Barbara Olson, The Cap Times, Jun 11, 2017
Palestinian workers wait to cross the Israeli checkpoint of Al-Jalameh, south of the West Bank city of Jenin, on their way to work in Israel May 1, 2014. (AP Photo/Mohammed Ballas)
June 2017 marks 50 years of Israeli military occupation of Palestinians in the West Bank, Gaza Strip and East Jerusalem. In 1967, in open defiance of international law prohibiting acquisition of territory by force, Israel began settling its own Jewish population on occupied Palestinian land, seizing large swathes of the most valuable, fertile and resource-rich areas.
For 50 years this dispossession has been enforced by a violent regime of military occupation, a regime that has expanded and deepened until many argue that it now meets or exceeds the legal definition of apartheid — a system of laws, institutions and practices that treat people differently based on race, ethnicity, nationality or religion.
For the last 70 years, Israel has also denied millions of Palestinian refugees their right under international law to return to the homes and properties from which they were ethnically cleansed from 1947 onward.

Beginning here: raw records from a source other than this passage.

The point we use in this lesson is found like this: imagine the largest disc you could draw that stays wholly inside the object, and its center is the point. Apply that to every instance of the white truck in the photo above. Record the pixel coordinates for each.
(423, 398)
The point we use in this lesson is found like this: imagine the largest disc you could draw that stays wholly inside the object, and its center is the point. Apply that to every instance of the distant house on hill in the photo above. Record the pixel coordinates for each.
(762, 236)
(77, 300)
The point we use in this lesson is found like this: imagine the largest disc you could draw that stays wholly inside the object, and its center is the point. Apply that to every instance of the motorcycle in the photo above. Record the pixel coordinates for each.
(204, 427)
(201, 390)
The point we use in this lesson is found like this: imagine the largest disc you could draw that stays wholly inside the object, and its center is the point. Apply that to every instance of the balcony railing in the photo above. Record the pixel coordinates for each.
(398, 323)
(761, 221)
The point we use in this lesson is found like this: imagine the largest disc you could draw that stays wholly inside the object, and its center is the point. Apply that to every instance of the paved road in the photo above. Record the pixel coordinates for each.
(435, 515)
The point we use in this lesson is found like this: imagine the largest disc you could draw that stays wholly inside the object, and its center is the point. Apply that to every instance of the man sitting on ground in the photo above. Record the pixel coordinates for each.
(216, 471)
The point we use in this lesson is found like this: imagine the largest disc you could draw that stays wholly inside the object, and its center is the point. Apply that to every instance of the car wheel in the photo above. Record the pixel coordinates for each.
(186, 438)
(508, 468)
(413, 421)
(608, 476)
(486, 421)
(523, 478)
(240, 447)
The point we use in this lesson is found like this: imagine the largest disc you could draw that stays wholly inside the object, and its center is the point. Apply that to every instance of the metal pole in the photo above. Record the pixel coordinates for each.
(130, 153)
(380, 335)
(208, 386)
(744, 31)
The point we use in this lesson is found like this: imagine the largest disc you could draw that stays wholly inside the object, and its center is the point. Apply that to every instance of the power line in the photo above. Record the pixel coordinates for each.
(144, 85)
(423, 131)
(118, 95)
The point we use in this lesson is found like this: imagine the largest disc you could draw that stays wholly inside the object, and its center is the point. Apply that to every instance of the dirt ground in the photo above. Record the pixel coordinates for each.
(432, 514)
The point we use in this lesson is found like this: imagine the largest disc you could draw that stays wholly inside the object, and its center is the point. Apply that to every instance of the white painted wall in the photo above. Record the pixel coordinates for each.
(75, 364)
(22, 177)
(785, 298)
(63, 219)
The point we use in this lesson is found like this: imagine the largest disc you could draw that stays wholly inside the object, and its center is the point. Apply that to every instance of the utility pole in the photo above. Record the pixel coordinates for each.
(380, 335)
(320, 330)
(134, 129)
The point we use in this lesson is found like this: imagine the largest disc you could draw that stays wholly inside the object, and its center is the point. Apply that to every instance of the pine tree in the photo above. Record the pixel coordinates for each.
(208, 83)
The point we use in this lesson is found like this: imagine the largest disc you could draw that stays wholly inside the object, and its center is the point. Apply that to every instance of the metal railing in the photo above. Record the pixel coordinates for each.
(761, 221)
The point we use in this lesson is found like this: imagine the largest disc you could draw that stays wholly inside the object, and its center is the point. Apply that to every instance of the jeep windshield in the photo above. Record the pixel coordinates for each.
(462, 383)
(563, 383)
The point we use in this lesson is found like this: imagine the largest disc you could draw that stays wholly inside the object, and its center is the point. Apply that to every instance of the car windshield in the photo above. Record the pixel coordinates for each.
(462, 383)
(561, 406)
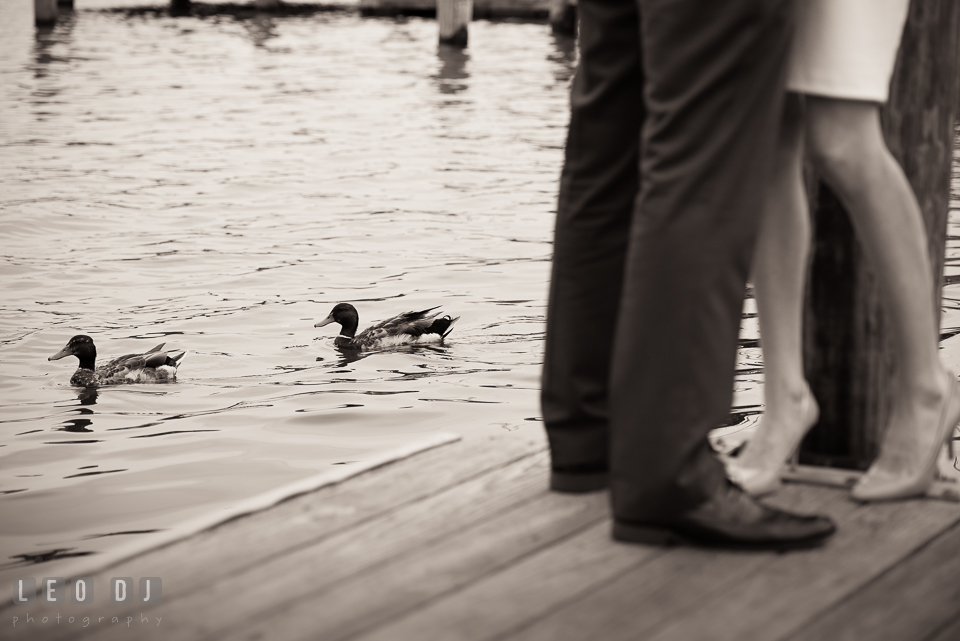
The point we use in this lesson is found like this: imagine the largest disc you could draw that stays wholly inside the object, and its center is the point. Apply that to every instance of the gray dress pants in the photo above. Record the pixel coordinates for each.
(674, 115)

In contrast, Israel’s “Law of Return” gives automatic citizenship rights to any Jewish person from anywhere in the world.
Those Palestinians who refused to flee after the Israeli state was declared in 1948 spent years living under martial law before gaining Israeli citizenship. Now making up at least 20 percent of Israel’s population, they face dozens of discriminatory laws that privilege Israeli Jews.

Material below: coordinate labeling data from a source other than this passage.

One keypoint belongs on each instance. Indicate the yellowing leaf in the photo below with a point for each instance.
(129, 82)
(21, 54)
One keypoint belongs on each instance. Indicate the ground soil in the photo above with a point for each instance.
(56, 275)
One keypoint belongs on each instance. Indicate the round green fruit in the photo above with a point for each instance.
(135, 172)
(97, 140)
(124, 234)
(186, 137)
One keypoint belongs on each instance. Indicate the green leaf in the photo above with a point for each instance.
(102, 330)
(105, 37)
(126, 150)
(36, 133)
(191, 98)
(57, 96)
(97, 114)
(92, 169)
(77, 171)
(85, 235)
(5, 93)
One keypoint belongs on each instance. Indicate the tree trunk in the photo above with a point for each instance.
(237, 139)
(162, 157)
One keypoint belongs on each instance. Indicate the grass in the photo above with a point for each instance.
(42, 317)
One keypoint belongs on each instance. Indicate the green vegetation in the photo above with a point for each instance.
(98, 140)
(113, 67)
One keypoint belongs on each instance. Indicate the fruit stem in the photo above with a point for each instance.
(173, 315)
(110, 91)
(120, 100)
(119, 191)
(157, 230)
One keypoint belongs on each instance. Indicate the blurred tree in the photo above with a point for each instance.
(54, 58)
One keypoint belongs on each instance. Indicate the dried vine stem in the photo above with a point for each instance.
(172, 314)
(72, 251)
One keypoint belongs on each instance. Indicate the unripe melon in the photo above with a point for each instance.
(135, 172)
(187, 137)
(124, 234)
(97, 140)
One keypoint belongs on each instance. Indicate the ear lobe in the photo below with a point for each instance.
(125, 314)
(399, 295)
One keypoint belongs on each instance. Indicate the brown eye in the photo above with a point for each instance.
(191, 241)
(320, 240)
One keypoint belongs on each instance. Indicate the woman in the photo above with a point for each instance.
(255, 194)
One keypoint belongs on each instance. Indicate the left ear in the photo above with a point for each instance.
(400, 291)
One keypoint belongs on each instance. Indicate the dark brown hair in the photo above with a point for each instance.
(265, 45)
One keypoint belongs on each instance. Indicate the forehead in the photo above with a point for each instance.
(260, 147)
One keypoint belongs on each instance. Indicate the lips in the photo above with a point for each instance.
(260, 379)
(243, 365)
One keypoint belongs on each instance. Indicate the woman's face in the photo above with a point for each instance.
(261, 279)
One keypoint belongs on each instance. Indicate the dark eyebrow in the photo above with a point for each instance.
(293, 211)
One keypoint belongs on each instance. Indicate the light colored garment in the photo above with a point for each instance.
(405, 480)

A special mention must be made of Gaza. While Israeli soldiers and settlements were withdrawn in 2005, Israel exercises “effective control” over Gaza’s borders, coastal waters and airspace, making it the occupying power under international law. For 10 years it has enforced a suffocating and deadly blockade of Gaza, condemned by the UN as an inhumane act of collective punishment of nearly 2 million civilians, half of them children. Devastating Israeli military assaults in 2008-09, 2012 and 2014 killed thousands of civilians and deliberately destroyed Gaza’s civilian infrastructure.

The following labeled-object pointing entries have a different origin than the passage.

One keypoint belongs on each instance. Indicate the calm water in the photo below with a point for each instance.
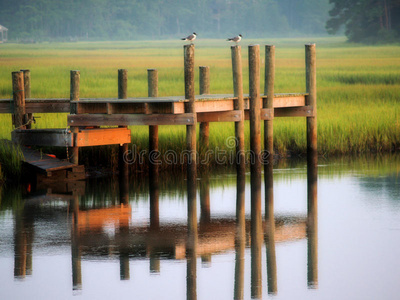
(58, 244)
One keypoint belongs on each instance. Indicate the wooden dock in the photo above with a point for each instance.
(47, 165)
(87, 115)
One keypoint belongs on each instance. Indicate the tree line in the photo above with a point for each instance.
(367, 21)
(152, 19)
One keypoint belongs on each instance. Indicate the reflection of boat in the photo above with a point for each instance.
(170, 241)
(95, 219)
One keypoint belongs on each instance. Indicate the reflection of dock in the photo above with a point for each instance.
(169, 241)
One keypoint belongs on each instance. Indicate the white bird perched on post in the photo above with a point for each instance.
(190, 38)
(235, 39)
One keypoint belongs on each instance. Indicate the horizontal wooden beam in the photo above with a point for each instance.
(224, 116)
(130, 119)
(267, 114)
(304, 111)
(42, 137)
(103, 136)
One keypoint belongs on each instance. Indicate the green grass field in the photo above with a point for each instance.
(358, 86)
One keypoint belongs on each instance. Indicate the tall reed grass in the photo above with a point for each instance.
(358, 88)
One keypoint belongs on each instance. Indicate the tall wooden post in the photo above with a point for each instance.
(76, 251)
(27, 89)
(270, 232)
(123, 94)
(269, 102)
(239, 105)
(204, 126)
(312, 225)
(19, 99)
(240, 239)
(152, 81)
(255, 147)
(311, 89)
(255, 108)
(191, 268)
(74, 96)
(190, 108)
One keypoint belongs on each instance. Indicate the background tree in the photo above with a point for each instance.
(366, 20)
(34, 20)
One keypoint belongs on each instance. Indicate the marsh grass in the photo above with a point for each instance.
(358, 88)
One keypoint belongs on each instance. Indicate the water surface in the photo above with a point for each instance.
(149, 240)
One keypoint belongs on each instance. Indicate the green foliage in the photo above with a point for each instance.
(367, 21)
(66, 20)
(358, 89)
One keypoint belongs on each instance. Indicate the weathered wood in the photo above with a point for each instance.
(190, 109)
(267, 114)
(269, 101)
(223, 116)
(152, 82)
(105, 136)
(312, 224)
(74, 96)
(43, 137)
(204, 131)
(19, 99)
(311, 89)
(304, 111)
(204, 80)
(173, 105)
(255, 106)
(27, 89)
(122, 83)
(39, 161)
(123, 148)
(128, 119)
(238, 105)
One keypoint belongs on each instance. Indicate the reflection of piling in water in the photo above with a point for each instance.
(255, 146)
(192, 235)
(312, 172)
(240, 240)
(21, 247)
(270, 231)
(312, 226)
(75, 247)
(238, 105)
(154, 198)
(268, 172)
(192, 241)
(205, 215)
(124, 189)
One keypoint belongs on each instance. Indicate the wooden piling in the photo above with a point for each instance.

U.S. political, military and financial support makes this possible. Republican and Democratic administrations have given lip service to the establishment of a Palestinian state in the West Bank and Gaza Strip, calling the settlements and occupation “obstacles to peace.” In reality, they envision not two equal states side by side, but disconnected, fragmented and nonviable “Bantustans” for Palestinians under permanent Israeli control.
Meanwhile, the U.S. is underwriting Israel’s abuses of Palestinians and the massive expansion of the Jewish-only settlements that long ago killed the possibility for any two-state solution. U.S. taxpayers already give Israel more than $3 billion in weapons like F-16 (and now F-35) fighter jets, Apache helicopter gunships, Caterpillar bulldozers, the Iron Dome, and more each year. This was before President Obama agreed to give Israel another $38 billion in weapons over the next decade. And before the election of Donald Trump, who has enthusiastically aligned himself with Netanyahu and the most racist and militaristic elements of Israeli society.
As Trump recently — at least temporarily — backed off on his campaign pledge to move the U.S. embassy from Tel Aviv to Jerusalem, Senate Democrats, including progressives Tammy Baldwin and Bernie Sanders, joined Republicans to unanimously call for just that.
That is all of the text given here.